A meta climática brasileira (conhecida como NDC, sigla em inglês para contribuição nacionalmente determinada), por exemplo, traça cenários de corte em emissões para toda a economia, sem tratar de prazos para setores específicos.
Além disso, o Plano Clima (Plano Nacional sobre Mudança do Clima), que deveria nortear ações de combate à crise climática, está defasado. Lançado em 2008 —muito antes do Acordo de Paris, de 2015—, o documento previa ações até 2017 e nunca foi atualizado. Um novo plano está sendo elaborado pelo governo federal, mas só deve ser lançado em 2025.
Durante o último Fórum Econômico Mundial, o ministro Alexandre Silveira disse apostar "que o petróleo ainda vai ser uma fonte energética importante entre 20 e 30 anos". Essa perspectiva, porém, não integra oficialmente uma meta brasileira.
"Não há ninguém que possa bater o martelo em quanto tempo a transição energética se dará de forma efetiva", afirmou também em Davos.
Nesse cenário, diz Natalie Unterstell, presidente do think tank climático Instituto Talanoa, "a nossa política hoje não é de transição energética". "Ela ainda é, principalmente até 2030, de expansão desses combustíveis."
Ela ressalta que o Novo PAC demonstra essa disparidade. A maior parte dos R$ 565,4 bilhões previstos no eixo de transição e segurança energética do programa é destinada a combustíveis sujos: 64% do total devem ir para a indústria de petróleo e gás, enquanto apenas 12% para a geração de energia limpa.
Além disso, pelo programa, a grande maioria dos recursos para petróleo e gás deve vir do Estado, enquanto a totalidade das verbas previstas para renováveis seria de origem privada.
"Há uma retórica da transição energética, mas não tem recurso, não tem estratégia de investimento", afirma a especialista.
Os combustíveis fósseis são a principal fonte de emissões de gases de efeito estufa no mundo. O setor de energia (que compreende, entre outras coisas, transporte e eletricidade) correspondeu a 75% de todo o carbono lançado na atmosfera em 2020.
No Brasil, as principais fontes de emissões são o desmatamento e a agropecuária, com a energia ocupando o terceiro lugar.
Isso acontece porque a energia elétrica brasileira vem majoritariamente de fontes renováveis (87% em 2022, segundo dados da Empresa de Pesquisa Energética). Esse índice cai para 47% quando se olha para a matriz energética como um todo —mas, ainda assim, é muito superior às médias mundiais.
No planeta, apenas 28% da eletricidade e 15% da matriz energética total vinham de fontes renováveis em 2021, de acordo com dados da Agência Internacional de Energia.
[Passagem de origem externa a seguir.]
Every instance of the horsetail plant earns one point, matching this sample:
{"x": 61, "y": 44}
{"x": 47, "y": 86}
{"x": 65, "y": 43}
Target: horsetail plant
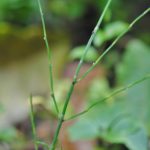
{"x": 76, "y": 79}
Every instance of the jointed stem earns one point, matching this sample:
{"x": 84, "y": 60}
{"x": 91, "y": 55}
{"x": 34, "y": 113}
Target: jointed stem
{"x": 33, "y": 123}
{"x": 91, "y": 38}
{"x": 75, "y": 78}
{"x": 49, "y": 57}
{"x": 113, "y": 43}
{"x": 54, "y": 142}
{"x": 110, "y": 96}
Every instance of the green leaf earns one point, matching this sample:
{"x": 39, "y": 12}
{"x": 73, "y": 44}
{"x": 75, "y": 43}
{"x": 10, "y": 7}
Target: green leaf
{"x": 77, "y": 53}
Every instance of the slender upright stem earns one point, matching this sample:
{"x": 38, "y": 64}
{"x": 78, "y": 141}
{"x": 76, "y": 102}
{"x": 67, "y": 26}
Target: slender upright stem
{"x": 92, "y": 37}
{"x": 33, "y": 123}
{"x": 110, "y": 96}
{"x": 49, "y": 57}
{"x": 61, "y": 120}
{"x": 114, "y": 42}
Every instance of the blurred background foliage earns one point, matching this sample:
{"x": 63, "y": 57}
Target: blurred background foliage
{"x": 121, "y": 123}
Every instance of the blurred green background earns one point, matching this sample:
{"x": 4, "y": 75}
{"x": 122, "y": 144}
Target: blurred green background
{"x": 123, "y": 122}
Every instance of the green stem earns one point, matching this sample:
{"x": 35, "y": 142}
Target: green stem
{"x": 92, "y": 37}
{"x": 49, "y": 57}
{"x": 113, "y": 43}
{"x": 110, "y": 96}
{"x": 61, "y": 120}
{"x": 33, "y": 123}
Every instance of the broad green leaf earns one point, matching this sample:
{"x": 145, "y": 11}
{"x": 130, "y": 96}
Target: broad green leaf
{"x": 77, "y": 53}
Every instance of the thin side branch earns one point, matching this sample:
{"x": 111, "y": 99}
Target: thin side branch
{"x": 113, "y": 43}
{"x": 91, "y": 38}
{"x": 110, "y": 96}
{"x": 49, "y": 57}
{"x": 33, "y": 123}
{"x": 61, "y": 119}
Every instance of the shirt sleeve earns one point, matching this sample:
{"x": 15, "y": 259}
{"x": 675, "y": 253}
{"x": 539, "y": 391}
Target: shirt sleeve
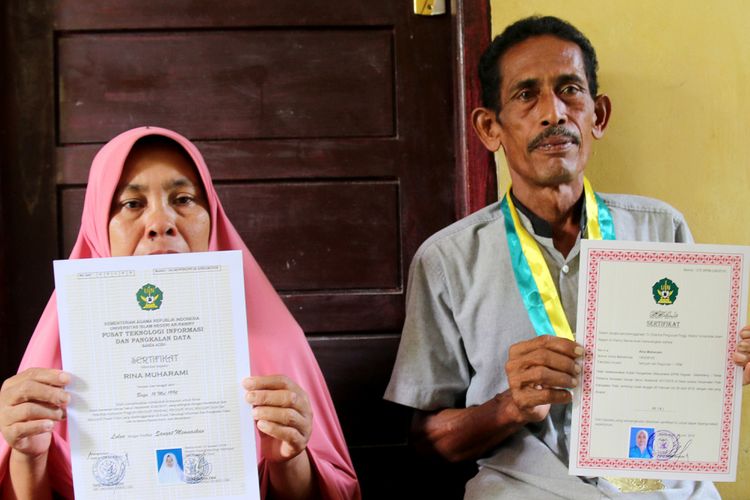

Porém, o Brasil é hoje o oitavo no mundo na produção de petróleo, 27º de gás e 29º de carvão —e planeja ir além. O plano energético brasileiro prevê que a produção de petróleo cresça 63%, e a de gás, 124% entre 2022 e 2032, segundo relatório de 2023.
"É uma contradição brasileira, porque o Brasil avança bem na matriz elétrica, mas também não quer se comprometer com o abandono dos fósseis", afirma Ricardo Baitelo, gerente de projetos no Iema (Instituto Energia e Meio Ambiente).
Ele destaca que a vantagem de ter uma matriz mais limpa deveria ser aproveitada para avançar ainda mais nessa frente, ao invés de investir em fontes poluentes.
"Já tem cenários mostrando que o Brasil poderia chegar a 100% renováveis na geração de eletricidade em 2035, que é uma missão basicamente de tirar o gás natural da matriz —tanto que o Brasil está com 93% de renováveis no momento", diz, se referindo a um estudo da Câmara de Comercialização de Energia Elétrica, que apontou geração recorde de energia elétrica limpa em 2023.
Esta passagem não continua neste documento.